The School of Engineering dean emailed faculty and staff last week, calling the tweets “reprehensible” and affirming that the views expressed in the posts did not reflect those of the university, Muñoz said.

The dean and department chair will work with other university officials to further investigate potential violations of university standards and faculty code of conduct.


The account was created in July 2019 and deleted Dec. 18 after the Jewish News of Northern California reached out to Ghassemi for comment. The news outlet took screen shots of the tweets before the account was taken down.


Subsequent news reports sparked outrage in the Northern California Jewish community.

StandWithUs, an international Israel education organization with a chapter in Northern California, wrote a letter to university leadership, stating that they were “deeply concerned” about Ghassemi’s public anti-Semitic statements and the university’s initial characterization of his posts as the “opinions of a private individual.”
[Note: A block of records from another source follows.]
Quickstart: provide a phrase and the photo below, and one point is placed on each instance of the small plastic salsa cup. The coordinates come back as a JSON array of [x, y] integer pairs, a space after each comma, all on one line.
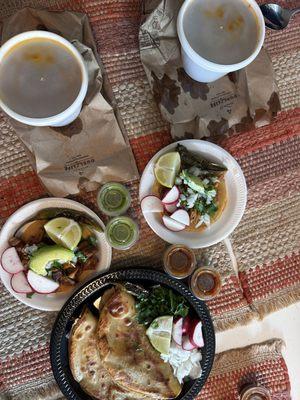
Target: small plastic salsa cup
[[122, 233], [113, 199]]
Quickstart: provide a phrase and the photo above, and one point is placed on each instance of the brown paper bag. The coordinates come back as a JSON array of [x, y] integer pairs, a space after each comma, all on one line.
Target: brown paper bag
[[91, 149], [239, 101]]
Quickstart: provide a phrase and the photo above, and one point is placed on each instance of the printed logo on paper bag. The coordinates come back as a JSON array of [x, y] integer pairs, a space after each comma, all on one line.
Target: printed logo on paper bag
[[78, 164], [223, 101]]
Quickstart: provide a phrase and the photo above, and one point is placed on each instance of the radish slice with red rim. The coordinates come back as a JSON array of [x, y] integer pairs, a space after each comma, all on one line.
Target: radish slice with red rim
[[187, 344], [151, 204], [20, 284], [186, 325], [181, 216], [11, 262], [195, 334], [177, 331], [40, 284], [171, 208], [172, 196], [172, 225]]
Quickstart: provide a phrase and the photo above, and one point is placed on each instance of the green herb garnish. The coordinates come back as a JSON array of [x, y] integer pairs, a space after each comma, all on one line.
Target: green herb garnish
[[81, 257], [160, 301], [56, 265]]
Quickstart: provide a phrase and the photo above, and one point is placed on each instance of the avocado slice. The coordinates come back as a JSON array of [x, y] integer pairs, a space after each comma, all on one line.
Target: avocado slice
[[46, 254]]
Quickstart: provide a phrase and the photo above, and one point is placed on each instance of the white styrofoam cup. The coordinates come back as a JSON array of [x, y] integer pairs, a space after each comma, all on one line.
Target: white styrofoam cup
[[206, 71], [72, 112]]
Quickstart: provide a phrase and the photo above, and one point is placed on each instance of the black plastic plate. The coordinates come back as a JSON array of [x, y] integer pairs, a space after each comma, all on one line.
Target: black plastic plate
[[86, 295]]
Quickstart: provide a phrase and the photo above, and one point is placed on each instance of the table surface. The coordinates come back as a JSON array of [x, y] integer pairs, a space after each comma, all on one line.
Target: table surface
[[282, 47], [284, 324]]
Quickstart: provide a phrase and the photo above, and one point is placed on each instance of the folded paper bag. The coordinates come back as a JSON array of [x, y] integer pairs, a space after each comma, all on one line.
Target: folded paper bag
[[92, 149]]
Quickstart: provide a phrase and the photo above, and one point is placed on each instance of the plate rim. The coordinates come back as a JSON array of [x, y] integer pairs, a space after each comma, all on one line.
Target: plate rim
[[243, 201], [142, 273], [38, 202]]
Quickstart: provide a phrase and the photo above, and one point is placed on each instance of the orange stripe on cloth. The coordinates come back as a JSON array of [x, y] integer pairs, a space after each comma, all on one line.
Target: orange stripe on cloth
[[271, 374], [26, 367], [263, 281], [285, 126], [145, 147], [230, 297], [19, 190]]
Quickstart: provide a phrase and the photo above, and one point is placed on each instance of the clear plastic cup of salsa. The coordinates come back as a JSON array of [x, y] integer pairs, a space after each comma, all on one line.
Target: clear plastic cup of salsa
[[205, 283], [179, 261], [122, 232], [113, 199]]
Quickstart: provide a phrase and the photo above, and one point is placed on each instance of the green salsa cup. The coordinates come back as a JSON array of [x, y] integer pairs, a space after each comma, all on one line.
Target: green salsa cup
[[113, 199], [122, 233]]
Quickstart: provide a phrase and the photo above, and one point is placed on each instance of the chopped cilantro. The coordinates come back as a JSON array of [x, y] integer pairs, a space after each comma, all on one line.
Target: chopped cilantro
[[92, 241], [159, 302], [81, 257], [56, 265], [212, 209]]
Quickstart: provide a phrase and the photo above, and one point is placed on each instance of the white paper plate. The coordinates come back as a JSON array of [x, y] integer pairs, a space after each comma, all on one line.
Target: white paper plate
[[231, 216], [50, 302]]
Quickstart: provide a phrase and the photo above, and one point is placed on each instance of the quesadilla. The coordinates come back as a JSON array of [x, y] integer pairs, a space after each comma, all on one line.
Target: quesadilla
[[86, 366], [126, 352]]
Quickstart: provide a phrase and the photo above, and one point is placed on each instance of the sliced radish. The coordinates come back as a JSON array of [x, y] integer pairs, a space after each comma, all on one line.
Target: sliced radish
[[152, 204], [172, 196], [172, 224], [195, 334], [20, 284], [186, 325], [40, 284], [181, 216], [11, 262], [177, 331], [187, 344], [170, 208]]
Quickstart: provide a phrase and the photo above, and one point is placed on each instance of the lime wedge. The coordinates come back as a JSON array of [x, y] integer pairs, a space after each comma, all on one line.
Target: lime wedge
[[159, 334], [64, 231], [166, 168]]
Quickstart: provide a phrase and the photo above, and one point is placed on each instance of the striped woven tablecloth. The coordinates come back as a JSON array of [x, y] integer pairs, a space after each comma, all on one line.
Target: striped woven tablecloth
[[266, 243]]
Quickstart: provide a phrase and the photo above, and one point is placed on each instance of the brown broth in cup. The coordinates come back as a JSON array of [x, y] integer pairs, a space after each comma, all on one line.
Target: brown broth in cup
[[205, 283], [179, 261]]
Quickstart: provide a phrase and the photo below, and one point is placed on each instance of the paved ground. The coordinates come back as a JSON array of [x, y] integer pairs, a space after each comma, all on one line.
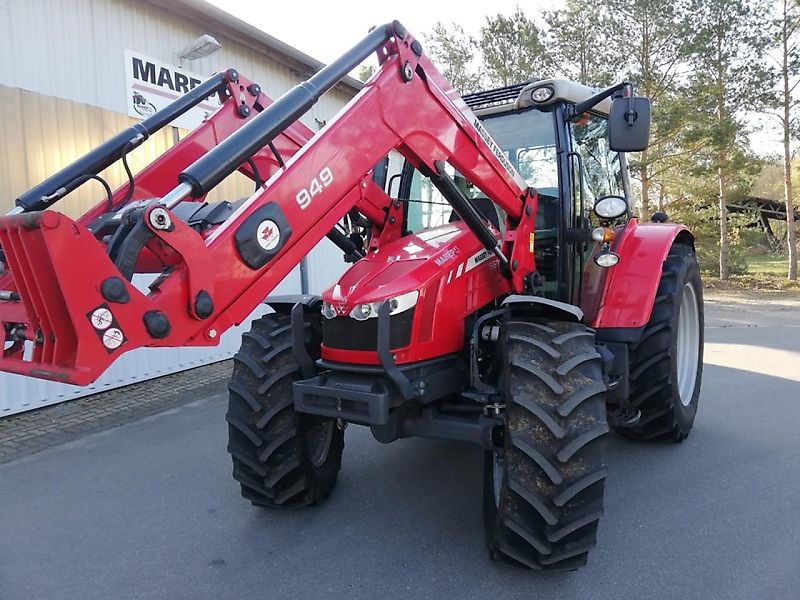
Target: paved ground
[[148, 509]]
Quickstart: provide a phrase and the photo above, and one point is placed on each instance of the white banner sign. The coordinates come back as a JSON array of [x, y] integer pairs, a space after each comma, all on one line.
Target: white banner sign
[[151, 85]]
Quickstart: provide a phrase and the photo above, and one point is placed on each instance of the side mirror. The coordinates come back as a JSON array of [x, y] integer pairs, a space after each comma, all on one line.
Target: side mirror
[[629, 124]]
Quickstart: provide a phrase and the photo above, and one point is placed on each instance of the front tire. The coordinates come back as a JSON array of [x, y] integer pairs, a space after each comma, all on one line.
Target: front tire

“The issue here is not whether Ghassemi has a constitutional right to make antisemitic comments, which of course he does,” StandWithUs wrote in a letter to Muñoz last week.


“The issue is that Ghassemi has been making these comments publicly on Twitter where he identifies himself as a UC Merced professor, and he is responsible for educating the very people he appears to loathe and about whom he attributes racist conspiracy theories.”

Muñoz said he has also asked university officials to develop programming for the spring semester that addresses hate speech and anti-Semitism in academia.


UC Merced will also make policy updates that clearly state the responsibilities of community members’s conduct, especially on social media.


“We must not let anti-Semitism or any form of bigotry or hate toward any group take root in the UC Merced community,” Muñoz said.